Then there’s Toomey, who announced in the fall that he would not seek reelection next year. After the Capitol insurrection, he said Trump had committed impeachable offenses and called on the president to resign.
That hasn’t gone over well with some Republicans.
Vince Matteo, chairman of the local party in Lycoming County in northern Pennsylvania, said many Republican activists believe Toomey “betrayed” Trump, “going on CNN of all places calling on the president to resign without due process.”
The county GOP passed a motion “expressing our extreme dissatisfaction and concern that he would do that,” Matteo said.
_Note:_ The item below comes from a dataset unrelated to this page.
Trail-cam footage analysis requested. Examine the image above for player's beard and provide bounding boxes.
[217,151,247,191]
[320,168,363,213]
Toomey has long been one of the most conservative senators on fiscal issues. That a GOP stalwart like him could become persona non grata for so many Republicans shows how much Trump has transformed the party.
And making any post-Trump introspection more difficult for the GOP is the fact that, apart from Trump’s loss, Republicans had a strong year, winning statewide elections for auditor general and treasurer and retaining majorities in the state legislature.
The state Republican Party is not as fractured as the GOP in Arizona or Georgia — two states with Republican governors who have fallen out of favor with party activists after they refused Trump’s demands to block certification of Biden’s victory.
In Pennsylvania, Republicans have largely directed their ire over the election at Gov. Tom Wolf, a Democrat, Secretary of State Kathy Boockvar, the top elections official, and the majority-Democratic state Supreme Court.
But Republican leaders in the GOP-led legislature also face pressure to repeal or tighten a 2019 law that allowed any voter to vote by mail. After Trump’s months-long effort to overturn the results, and his repeated false assertions that the election was stolen, some voters still don’t trust the outcome.
“There are so many people that somehow believe ... this election is going to be reversed,” said Al Lindsay, the GOP chairman in Butler County, north of Pittsburgh. “They still believe it. They believe so strongly that the election was not proper.”
Lindsay said the local party is largely focused on “dealing with election irregularities.”
“We’re not talking about claiming fraud or that the election would have been different,” he said. “What we are suggesting is some of the things that occurred have caused many people to question the integrity of the process.”
GOP lawmakers in Harrisburg have taken note. Last week a state House panel held the first of 14 hearings on the election, and the Senate is also expected to undertake a review.
Whatever divisions the party will have to resolve in the next few elections, Republicans say they’ll unite against the policy agenda pushed by Democrats in Washington. “The loyalty to Trump is not so much to his personality but the profound antagonism for the [Democratic] agenda,” Lindsay said, adding that Republicans also have “profound mistrust of the news media.”
Eng, the Centre County GOP chair, attended the Jan. 6 rally in Washington but condemned the attack on the Capitol that day. She said she doesn’t think the country will heed Biden’s call for unity in his inaugural address.
“We might be Americans, but are we fighting for the same America?” she said. “I don’t know where that common ground is between globalists and people who want to keep our Constitution and believe that is a worthy document to uphold and to fight for.”